Visibly, she was still waiting for him to get to the point. She wasn't going to make this easy for him—he'd have to spell it all out.
"We've never talked about it again since right after it happened, so I don't think you realize how ashamed of myself I feel nowadays whenever I think back to that night. Friends are not supposed to shoot each other. Heck, I wouldn't blame you if you had never wanted to team up with me again!"
It was encouraging to see the horrified expression on her face at that last suggestion. Now she finally started to say something, but he cut her off with an upraised palm. "Let me finish this, Cassie, please—if I don't clear the air now, I don't know when I'll work up the nerve to try again. I've only fired a real bullet into a person's flesh once in my life, and you're that person. I feel rotten about it, and I really like to think I'm not the kind of guy who goes around physically abusing girls and then expecting them to just forgive and forget and still agree to date him in the future. Sadism/masochism? Battered-wife syndrome? Whatever you want to call it, it's not the kind of relationship that fits my self-image."
The latest expression on her face had precious little in common with the psych profile of a battered wife.
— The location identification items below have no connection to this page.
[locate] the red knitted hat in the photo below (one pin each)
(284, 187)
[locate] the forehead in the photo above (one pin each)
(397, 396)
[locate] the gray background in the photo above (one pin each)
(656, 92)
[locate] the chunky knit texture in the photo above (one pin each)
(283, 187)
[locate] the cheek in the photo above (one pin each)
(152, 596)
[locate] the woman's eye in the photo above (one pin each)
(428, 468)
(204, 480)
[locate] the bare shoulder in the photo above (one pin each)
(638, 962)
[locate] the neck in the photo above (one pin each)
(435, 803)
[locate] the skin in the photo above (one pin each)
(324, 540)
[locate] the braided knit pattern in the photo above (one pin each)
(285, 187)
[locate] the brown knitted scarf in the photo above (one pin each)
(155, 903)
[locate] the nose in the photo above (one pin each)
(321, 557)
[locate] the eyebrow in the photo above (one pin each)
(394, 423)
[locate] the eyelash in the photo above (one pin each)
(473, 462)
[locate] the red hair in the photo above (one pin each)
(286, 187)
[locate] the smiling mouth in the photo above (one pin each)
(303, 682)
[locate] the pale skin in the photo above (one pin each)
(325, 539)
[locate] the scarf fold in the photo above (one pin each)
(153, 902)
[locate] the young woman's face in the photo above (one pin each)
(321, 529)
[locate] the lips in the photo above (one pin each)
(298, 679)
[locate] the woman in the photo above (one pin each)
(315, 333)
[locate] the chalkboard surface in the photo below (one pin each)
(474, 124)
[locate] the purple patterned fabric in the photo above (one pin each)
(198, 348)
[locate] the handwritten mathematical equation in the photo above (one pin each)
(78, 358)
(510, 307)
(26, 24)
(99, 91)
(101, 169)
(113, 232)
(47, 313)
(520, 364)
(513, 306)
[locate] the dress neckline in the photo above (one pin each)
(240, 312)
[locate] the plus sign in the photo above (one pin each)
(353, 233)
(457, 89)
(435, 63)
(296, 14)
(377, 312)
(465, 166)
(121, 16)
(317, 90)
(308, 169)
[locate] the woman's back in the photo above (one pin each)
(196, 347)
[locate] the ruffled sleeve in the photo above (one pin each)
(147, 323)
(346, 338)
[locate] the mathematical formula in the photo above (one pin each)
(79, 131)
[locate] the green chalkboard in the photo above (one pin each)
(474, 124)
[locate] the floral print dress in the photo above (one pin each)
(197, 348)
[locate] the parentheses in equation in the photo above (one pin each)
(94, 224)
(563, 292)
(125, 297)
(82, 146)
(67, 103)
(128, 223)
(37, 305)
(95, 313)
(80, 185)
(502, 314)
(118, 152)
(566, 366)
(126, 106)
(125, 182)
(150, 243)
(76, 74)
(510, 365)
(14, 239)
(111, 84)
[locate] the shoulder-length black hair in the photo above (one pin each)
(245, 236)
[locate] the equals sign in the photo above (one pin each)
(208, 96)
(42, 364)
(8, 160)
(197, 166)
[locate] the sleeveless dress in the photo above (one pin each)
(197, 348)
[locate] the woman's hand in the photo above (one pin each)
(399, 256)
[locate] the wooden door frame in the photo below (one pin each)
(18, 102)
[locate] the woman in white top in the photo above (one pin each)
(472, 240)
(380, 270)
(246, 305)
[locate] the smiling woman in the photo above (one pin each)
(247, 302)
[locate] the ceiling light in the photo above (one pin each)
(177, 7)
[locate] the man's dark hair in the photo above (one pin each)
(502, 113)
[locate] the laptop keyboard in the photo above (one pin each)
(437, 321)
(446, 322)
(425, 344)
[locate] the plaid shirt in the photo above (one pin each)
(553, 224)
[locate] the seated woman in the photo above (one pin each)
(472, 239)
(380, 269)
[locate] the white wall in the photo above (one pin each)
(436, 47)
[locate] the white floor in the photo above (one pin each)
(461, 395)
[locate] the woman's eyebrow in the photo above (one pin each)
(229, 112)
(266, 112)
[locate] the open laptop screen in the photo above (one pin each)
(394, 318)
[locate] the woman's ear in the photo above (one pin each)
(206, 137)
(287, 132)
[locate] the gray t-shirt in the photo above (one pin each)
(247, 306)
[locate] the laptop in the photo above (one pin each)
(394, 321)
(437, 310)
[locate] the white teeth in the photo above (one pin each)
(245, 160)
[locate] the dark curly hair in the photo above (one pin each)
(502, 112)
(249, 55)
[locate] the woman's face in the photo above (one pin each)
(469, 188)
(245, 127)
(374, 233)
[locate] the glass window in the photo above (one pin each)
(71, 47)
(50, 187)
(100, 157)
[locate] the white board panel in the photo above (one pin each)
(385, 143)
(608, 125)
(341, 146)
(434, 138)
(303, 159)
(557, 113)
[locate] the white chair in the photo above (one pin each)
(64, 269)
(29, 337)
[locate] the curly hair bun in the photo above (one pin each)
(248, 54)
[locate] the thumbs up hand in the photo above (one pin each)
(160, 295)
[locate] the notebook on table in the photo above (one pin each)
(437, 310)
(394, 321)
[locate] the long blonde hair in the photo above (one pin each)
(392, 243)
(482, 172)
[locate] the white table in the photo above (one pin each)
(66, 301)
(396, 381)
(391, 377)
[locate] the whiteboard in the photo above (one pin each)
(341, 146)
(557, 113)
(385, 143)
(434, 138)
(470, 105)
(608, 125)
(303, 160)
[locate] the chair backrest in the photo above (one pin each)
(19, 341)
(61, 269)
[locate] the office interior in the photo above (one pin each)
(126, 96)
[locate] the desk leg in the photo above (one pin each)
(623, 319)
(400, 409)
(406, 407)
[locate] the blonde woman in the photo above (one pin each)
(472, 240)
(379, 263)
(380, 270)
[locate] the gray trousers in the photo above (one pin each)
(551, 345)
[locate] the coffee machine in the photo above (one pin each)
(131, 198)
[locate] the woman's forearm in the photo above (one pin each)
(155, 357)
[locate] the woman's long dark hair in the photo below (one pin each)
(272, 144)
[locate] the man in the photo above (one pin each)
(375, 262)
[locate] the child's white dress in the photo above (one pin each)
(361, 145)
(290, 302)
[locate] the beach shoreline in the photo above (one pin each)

Portrait of a Woman Frustrated by a Little Boy's Boneheaded Mistakes might come closer to describing this picture . . .
"Tim," she said impatiently, "I was wearing kevlar. Even at such close range, I knew it would slow the bullet enough to barely let it penetrate flesh. You were aiming where you wouldn't hit a bone or artery or anything important. I didn't have to hold still and wait for you to pull that trigger if I didn't agree it was a good way to confuse Penguin and lure him in close to check my 'corpse'—so that we could finally gain an advantage."
Tim scowled. "Well, of course I wasn't trying to maim you, but what's that got to do with anything? It's the principle of the thing! I should know better than to shoot people! Besides, even if it didn't permanently impair your arm, it still left a scar, didn't it?"
Cassie was wearing a black turtleneck. She suddenly started pulling it up over her head. Tim automatically looked away, then finally glanced back long enough to reassure himself that she was still decent, with a T-shirt beneath the sweater. After depositing the turtleneck on Bruce's desk, Cassie reached over with her left hand and tugged at the hem of the shirt's right sleeve to bring it up over her shoulder so the entire arm was exposed. She glanced, very pointedly, at where the old bullet mark . . . should have been . . . and then looked back at Tim and waited for his reaction.
He was staring at the smooth, unmarked flesh. No scar? Not even a small patch with a slight difference in coloration? He frantically searched his memory. It had been her upper right arm, yes? Not the left one?
Now she was smiling at him. "After I got dunked in a Lazarus Pit, a lot of scar tissue just . . . went away. I think it was days later before I really noticed how much of my skin was smooth and new! Even when I had that mark, I never worried about it, and now there wouldn't be anything to worry about even if I wanted to!"
"I know, I know. Cain shot you several times in your formative years, teaching you to ignore the pain. You learned to just take all your scars for granted. But believe me, I've worried about that scar enough for both of us!"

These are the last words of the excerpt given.